Here’s why the tide is changing in the assisted suicide debate:
1. Public opinion is changing.
While a majority of physicians and providers disagree with a patient’s right to request assistance with suicide, public opinion on the matter favors legalization of assisted suicide. A Cable News Network poll conducted last summer, for example, found 79% of respondents in favor of Oregon’s law, compared with 15% who opposed the law.
"The call for assisted suicide hasn’t come from the medical community or medical ethicists. Patients are driving this," says Rasmussen, who has had two patients request assisted suicide since the law was enacted.
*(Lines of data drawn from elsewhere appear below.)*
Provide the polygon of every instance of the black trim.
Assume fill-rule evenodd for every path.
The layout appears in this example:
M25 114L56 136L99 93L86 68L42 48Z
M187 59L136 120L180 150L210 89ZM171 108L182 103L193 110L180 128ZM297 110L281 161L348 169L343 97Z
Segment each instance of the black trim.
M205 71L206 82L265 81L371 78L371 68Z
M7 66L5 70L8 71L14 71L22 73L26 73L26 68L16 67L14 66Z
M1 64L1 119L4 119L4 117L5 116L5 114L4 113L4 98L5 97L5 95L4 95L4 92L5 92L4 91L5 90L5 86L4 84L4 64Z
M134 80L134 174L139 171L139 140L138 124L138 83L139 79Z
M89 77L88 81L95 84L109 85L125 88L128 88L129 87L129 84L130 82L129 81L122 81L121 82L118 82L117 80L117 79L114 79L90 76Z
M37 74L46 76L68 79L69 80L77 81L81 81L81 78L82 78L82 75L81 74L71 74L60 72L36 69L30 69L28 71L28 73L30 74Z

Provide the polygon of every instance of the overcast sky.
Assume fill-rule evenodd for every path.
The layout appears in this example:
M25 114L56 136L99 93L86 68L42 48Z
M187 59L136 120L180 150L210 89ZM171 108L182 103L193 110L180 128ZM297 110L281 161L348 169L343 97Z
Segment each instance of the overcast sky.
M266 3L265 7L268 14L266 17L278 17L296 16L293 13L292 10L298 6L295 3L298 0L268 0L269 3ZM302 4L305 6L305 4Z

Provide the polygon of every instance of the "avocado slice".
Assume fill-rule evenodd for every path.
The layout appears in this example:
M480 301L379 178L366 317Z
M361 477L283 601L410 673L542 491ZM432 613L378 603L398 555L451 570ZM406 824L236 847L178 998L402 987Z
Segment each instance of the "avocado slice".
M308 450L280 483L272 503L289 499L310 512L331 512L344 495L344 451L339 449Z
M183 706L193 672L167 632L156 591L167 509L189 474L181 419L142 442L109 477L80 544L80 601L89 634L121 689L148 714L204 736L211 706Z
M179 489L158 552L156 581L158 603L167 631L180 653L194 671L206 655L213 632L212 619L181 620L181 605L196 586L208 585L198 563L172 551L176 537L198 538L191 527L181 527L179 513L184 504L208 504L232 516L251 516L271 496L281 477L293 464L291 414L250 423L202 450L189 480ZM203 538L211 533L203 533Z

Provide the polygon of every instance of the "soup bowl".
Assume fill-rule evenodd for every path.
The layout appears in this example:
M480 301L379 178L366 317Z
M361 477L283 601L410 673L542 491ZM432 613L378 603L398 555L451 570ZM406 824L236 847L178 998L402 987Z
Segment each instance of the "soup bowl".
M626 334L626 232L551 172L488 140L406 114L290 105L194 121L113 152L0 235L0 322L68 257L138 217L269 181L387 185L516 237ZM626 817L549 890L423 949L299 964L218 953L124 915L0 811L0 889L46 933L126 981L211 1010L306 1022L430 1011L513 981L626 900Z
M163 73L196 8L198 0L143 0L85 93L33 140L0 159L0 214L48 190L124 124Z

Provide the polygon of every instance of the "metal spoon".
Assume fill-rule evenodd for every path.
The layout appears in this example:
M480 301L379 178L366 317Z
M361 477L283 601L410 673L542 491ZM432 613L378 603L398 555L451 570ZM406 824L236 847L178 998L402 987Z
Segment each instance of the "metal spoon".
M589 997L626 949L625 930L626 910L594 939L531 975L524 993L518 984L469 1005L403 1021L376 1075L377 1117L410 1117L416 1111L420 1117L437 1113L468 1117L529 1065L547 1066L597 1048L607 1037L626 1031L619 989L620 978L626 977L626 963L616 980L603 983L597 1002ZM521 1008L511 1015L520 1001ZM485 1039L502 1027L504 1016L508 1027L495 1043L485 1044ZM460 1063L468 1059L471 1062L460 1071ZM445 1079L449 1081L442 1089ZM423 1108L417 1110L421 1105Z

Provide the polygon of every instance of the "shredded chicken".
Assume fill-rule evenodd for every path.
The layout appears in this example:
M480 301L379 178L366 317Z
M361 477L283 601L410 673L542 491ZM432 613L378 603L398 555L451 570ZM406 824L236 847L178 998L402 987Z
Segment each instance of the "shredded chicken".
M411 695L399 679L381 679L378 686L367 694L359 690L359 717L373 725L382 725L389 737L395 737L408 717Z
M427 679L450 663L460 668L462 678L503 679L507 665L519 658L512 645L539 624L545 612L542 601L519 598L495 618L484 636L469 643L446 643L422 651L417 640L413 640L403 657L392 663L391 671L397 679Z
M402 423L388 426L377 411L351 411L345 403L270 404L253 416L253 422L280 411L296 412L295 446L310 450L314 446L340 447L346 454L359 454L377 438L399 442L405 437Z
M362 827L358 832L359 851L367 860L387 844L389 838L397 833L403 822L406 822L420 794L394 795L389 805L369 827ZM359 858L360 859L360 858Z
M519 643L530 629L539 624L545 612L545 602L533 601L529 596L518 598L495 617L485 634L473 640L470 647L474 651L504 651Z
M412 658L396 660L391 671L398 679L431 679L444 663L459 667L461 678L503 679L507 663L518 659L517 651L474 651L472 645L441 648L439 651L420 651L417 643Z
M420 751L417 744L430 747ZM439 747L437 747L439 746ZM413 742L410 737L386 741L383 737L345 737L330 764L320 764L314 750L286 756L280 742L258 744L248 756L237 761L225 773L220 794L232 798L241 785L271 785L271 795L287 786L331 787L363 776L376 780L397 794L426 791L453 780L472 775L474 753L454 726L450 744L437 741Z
A majority of physicians in Oregon support the right of the patient to assisted suicide but don’t want to participate, he adds.2
Getting the hospital’s ethics committee to start dialogue on the subject was a little more difficult, however. "I work in a public hospital, so if a patient requests assisted suicide, that’s OK, but it’s not talked about among staff," he explains. "It was difficult for us to reach a consensus on a policy. The only way to ensure that staff didn’t feel like they were getting into an uncomfortable position was to let them know that a patient mentioned suicide, but some of the nursing staff threatened to quit. It’s definitely an evolving process."
Public opinion on Kevorkian seems equally divided. An ABC News poll conducted among a random national sample of 518 adults following the conviction showed 55% disagreeing with the jury’s verdict to convict and 39% agreeing. Additionally, an ABC News poll conducted last summer showed 52% of Americans supporting assisted suicide in general and 44% opposing it.
A survey conducted in July 1998 by GLS Research in San Francisco found that Americans support assisted suicide by a 3-1 margin: 69% in favor, 23% opposed. The survey was conducted for the Compassion in Dying Federation. (For more results, see story, p. 52.)
2. Palliative care is improving.
Because of discussions about assisted suicide, patients become more knowledgeable regarding palliative care during end-of-life care, says Barbara Coombs Lee, FNP, JD, executive director of Compassion in Dying Federation and co-author of Oregon’s Death with Dignity Act. "I believe the phenomenon of improved care in Oregon results from an increased awareness of state-of-the-art palliative care on the part of physicians, and an empowered, educated patient group." (For more suggestions on improving palliative care, see story, p. 53.)
"Patients in Oregon are aware suffering is not a necessary part of the dying process, and physicians respond to the expectation that symptoms will be alleviated," says Coombs Lee.
Patients should never consider assisted suicide because they fear untreated pain, she asserts. In fact, when patients first mention assisted suicide, physicians and providers should review and optimize the treatment of pain, she says.
Patients in Oregon are benefiting from a continuum approach to end-of-life care, she says. "We’re second in the country in utilization of morphine. Of those 15 people who chose assisted suicide, 74% were in hospice. That’s an incredible penetration rate. The national penetration rate is 17%."
Regardless of how patients arrive at the decision to employ assisted suicide, it’s important to ensure that physicians and patients are comfortable with the decision, she adds. "We discuss the ethics of the situation, and we offer alternatives. But if it looks like the last resort is to assist the patient in their death, then we all can do it without risk."
References
1. Chin A, Hedberg K, Higginson G, et al. Legalized physician-assisted suicide in Oregon — The first year’s experience. NEJM 1999; 340:577-583.
2. Lee MA, Nelson HD, Tilden VP, et al. Legalizing assisted suicide — Views of physicians in Oregon. NEJM 1996; 334:310-315.